Update: We told you so.

Latinos are really great at boycotts. As long as they don't involve beer (we're looking at you, Coors), strip clubs or sports. (But grapes — absolutely).

Therefore we don't have high hopes for the great All-Star game boycott of 2011. The annual MLB face-off is being held in Phoenix today, and you know what that means: That's right, SB 1070, the controversial Arizona law that would encourage cops to stop suspected illegals. (The big problem here is, What does a suspected illegal look like? Danny Trejo? Christina Aguilera? Charlie “Carlos Estevez” Sheen?).

You get the picture. Some civil rights types are still pissed (although the law has yet to go into full effect) and want you to boycott the game:

The Nation columnist Dave Zirin argues for a boycott, at least as far as TV-watchers are concerned. His points:

-MLB chief Bud Selig has had plenty of time to move this event.
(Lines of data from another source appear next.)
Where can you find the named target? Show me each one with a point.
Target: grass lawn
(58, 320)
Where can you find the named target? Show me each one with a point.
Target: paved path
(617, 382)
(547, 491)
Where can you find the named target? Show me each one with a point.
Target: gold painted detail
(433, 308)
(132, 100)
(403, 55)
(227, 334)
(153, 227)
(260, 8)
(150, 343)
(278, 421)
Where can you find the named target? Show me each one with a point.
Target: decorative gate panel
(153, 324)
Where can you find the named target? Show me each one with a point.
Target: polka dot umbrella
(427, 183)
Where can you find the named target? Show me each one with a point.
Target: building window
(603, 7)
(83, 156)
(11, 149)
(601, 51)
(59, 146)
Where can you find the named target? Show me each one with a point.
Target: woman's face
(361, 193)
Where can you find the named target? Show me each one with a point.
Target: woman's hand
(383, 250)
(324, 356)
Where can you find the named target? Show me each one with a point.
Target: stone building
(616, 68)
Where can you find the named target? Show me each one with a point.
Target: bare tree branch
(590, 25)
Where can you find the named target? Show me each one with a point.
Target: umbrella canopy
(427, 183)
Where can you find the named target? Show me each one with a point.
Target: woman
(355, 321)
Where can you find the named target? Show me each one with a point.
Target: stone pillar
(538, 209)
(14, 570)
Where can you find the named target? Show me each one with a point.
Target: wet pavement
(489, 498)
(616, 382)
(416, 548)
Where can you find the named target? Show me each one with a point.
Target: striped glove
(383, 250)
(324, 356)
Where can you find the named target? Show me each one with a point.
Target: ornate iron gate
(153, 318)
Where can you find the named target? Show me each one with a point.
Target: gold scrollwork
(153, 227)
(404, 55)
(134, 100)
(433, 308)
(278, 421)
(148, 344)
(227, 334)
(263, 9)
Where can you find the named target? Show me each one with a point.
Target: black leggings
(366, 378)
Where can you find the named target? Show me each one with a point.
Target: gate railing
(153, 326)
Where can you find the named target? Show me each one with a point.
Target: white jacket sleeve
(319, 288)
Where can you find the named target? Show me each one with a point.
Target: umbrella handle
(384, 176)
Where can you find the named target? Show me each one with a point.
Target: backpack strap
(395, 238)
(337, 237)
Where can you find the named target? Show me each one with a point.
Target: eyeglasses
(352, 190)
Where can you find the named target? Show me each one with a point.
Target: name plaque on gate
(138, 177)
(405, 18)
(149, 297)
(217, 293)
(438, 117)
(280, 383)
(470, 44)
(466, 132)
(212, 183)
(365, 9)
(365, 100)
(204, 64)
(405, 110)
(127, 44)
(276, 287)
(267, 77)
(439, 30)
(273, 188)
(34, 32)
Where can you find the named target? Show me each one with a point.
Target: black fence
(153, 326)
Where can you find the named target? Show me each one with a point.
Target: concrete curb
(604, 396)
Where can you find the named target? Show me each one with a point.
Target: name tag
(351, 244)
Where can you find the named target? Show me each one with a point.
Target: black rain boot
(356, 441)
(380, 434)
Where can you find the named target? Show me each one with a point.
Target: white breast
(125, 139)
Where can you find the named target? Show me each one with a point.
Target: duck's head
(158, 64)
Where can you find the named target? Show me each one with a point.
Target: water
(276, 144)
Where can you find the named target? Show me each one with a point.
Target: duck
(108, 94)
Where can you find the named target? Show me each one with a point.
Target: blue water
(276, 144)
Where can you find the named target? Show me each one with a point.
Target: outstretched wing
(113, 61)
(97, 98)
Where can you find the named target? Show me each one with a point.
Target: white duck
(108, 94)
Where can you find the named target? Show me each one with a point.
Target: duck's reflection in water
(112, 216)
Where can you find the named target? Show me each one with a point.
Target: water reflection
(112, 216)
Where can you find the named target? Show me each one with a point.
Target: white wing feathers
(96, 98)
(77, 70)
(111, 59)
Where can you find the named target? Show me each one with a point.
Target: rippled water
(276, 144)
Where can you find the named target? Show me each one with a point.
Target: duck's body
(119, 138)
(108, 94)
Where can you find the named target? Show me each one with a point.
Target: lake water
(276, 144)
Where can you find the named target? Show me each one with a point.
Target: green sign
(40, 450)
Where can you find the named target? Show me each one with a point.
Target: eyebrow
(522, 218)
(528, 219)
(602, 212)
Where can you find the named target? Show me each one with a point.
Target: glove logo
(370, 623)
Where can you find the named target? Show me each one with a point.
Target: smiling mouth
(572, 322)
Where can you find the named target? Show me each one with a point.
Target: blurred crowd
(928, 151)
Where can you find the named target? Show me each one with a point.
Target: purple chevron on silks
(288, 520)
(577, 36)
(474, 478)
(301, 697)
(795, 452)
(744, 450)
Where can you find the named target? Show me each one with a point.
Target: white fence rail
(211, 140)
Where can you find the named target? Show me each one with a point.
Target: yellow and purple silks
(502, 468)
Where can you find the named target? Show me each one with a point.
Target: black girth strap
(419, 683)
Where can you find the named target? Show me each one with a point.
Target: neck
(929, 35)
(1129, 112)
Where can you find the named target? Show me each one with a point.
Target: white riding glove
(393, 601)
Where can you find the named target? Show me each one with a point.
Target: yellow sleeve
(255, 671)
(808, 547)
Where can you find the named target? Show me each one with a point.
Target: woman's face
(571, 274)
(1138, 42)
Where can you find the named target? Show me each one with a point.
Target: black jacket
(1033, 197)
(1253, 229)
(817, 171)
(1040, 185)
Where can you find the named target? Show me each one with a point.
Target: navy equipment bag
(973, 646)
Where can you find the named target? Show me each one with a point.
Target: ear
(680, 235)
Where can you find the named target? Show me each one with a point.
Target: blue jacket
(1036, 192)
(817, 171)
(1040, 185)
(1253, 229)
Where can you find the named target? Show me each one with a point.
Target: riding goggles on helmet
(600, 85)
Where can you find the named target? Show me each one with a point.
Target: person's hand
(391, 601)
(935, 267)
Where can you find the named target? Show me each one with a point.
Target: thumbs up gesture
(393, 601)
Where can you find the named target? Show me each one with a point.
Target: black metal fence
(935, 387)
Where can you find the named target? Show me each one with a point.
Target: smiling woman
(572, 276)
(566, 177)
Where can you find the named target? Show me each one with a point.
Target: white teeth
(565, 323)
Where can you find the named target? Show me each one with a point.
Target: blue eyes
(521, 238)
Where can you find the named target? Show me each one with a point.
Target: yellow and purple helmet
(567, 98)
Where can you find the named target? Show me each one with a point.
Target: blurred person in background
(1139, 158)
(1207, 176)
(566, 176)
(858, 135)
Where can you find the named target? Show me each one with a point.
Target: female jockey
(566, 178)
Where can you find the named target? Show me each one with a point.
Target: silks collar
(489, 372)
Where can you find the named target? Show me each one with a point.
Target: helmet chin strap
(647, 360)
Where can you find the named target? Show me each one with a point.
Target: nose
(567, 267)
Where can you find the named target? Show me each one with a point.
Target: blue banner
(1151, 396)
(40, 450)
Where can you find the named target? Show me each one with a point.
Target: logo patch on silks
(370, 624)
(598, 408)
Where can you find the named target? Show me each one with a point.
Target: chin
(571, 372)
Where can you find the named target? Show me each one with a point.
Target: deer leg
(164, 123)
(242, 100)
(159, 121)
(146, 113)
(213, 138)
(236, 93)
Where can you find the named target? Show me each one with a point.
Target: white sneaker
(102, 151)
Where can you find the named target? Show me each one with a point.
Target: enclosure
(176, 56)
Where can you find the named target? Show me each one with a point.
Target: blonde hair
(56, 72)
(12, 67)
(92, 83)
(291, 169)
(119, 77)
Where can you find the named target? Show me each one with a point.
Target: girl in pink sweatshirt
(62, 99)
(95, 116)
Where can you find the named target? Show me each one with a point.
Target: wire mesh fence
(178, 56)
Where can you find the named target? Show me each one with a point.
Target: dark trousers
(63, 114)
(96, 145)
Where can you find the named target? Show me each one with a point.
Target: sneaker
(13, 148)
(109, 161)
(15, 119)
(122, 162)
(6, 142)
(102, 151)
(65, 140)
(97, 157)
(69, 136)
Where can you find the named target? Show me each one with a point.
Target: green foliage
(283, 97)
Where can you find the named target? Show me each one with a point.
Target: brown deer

-The majors are more than one-quarter Latino.

-Diamondback owner Ken Kendrick is a friend of some of those very SB 1070 lawmakers and that he has hosted them at Chase Field.

-Local anti-immigrant Sheriff Joe Arpaio has even threatened to bring his pink-clad chain-gangs to clean up after the game (he's not).

Zirin:

… In the end, responsibility for this debacle rests with Selig. NFL owners, whom no one would confuse with the NAACP, threatened to pull the 1993 Super Bowl out of Arizona if the state continued to refuse to recognize Martin Luther King Jr.'s birthday as a national holiday. Now, twenty years later, baseball's commissioner does nothing.

We'll be watching. With one eye closed.

First posted at 7:02 a.m. on July 12.